Fort de son expérience de directeur général délégué de la Caisse des dépôts de propriété intellectuelle, Patrick Terroir a exposé les paradigmes de l’économie de la propriété intellectuelle. Il y a une contradiction de fond  entre les situations dans lesquelles il n’y a aucun droit de propriété intellectuelle (pour les ressources communes ou les biens publics), et les cas de profusion de droits de propriété intellectuelle qui engendrent des encombrements, blocages et conflits. On constate une modification profonde de l’économie des brevets dont le nombre ne cesse d’augmenter, notamment en Chine et en Corée. Selon Patrick Terroir, le marché de la propriété intellectuelle est aujourd’hui défaillant et l’opacité, l’asymétrie et les incertitudes en sont les caractéristiques. De nombreuses dérives se développent et dans certains cas les brevets ne sont pas utilisés pour exploiter une invention mais pour bloquer les inventions des autres. La création d’un marché de la propriété intellectuelle suppose la réunion d’un ensemble d’éléments (mécanismes de marché, outils et procédures, intermédiaires) mais aussi des principes de fonctionnement : accessibilité, simplicité, transparence et sécurité. Le marché de l’économie de la connaissance est complexe mais doit permettre aux acteurs de se rencontrer et d’échanger. Si l’Europe ne semble pas avoir développé les moyens nécessaires, les USA et l’Asie ont mis au point de nombreux organismes et mécanismes de marché. Patrick Terroir nous apprend d’ailleurs que la Chine a instauré ce que nous comprenons comme une “culture de la propriété intellectuelle” : dès le secondaire, des manuels scolaires sont consacrés à la propriété intellectuelle, alors qu’en Europe cet enseignement intervient bien plus tardivement et dans le cadre de formations très spécialisées.

Rebonds…

Denis Despréaux : un autre volet concerne la défense du marché. Les opérateurs passent leur temps à s’entretenir avec les juristes sur la protection et les brevets, dont la garantie et la fiabilité sont incertaines dans le monde. Quel intérêt de défendre son droit de propriété intellectuelle au regard de cette complexité et du coût engendré, alors qu’on n’a pas la certitude de gagner et que, même en gagnant, cela risquerait d’engendrer une affaire politique.

Richard Gold : si la plupart des gens acceptent la norme des brevets, cela peut fonctionner. Toutefois, dans certaines grandes affaires comme le récent cas Samsung/Apple, le brevet est simplement une opportunité de négocier. Cela fonctionne si tout le monde décide de le respecter, et dans le cas contraire, on ne peut rien y faire.

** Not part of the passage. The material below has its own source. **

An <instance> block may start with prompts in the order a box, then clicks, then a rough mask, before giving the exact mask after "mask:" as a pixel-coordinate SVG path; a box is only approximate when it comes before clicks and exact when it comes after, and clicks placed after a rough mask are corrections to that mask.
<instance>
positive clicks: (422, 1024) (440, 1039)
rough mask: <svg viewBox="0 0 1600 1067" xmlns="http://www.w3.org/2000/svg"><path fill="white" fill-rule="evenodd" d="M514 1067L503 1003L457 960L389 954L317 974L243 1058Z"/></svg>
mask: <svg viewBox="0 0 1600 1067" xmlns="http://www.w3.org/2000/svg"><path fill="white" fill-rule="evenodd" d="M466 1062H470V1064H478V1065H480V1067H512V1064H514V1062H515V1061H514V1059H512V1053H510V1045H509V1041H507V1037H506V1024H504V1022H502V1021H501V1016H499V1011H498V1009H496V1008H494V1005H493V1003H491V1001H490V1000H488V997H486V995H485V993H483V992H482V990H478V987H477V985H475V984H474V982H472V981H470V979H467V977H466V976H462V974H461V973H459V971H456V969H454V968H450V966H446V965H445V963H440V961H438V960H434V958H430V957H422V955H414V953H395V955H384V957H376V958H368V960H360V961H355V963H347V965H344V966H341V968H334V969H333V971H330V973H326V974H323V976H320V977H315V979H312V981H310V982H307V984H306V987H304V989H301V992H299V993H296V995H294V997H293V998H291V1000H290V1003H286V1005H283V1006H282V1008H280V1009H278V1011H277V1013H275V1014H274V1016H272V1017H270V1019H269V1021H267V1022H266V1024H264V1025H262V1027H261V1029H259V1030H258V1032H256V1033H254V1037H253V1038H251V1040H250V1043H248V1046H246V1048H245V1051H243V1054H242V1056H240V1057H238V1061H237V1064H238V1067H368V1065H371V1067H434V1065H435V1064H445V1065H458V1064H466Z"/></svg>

Patrick Terroir : L’économie des brevets est surtout une économie du litige, du procès, et on constate qu’un nombre considérable de procès se développe. Tout le mécanisme économique repose sur la possibilité de faire des procès et d’utiliser des brevets pour interdire et empêcher. Le risque est toutefois limité qu’un procès soit intenté, car cela est long et couteux. La plupart des acteurs vivent donc à l’abri de cela. Il est alors plus facile, et peu risqué, de copier, que de se procurer les brevets. L’idée de créer un marché est de parier que dès que l’on offrira aux acteurs la possibilité d’acquérir des brevets dans des conditions transparentes et des prix raisonnables, on pourra partager les propriétés intellectuelles. On aurait alors une économie qui fonctionne et qui évite aux opérateurs de vivre dans la peur du contentieux.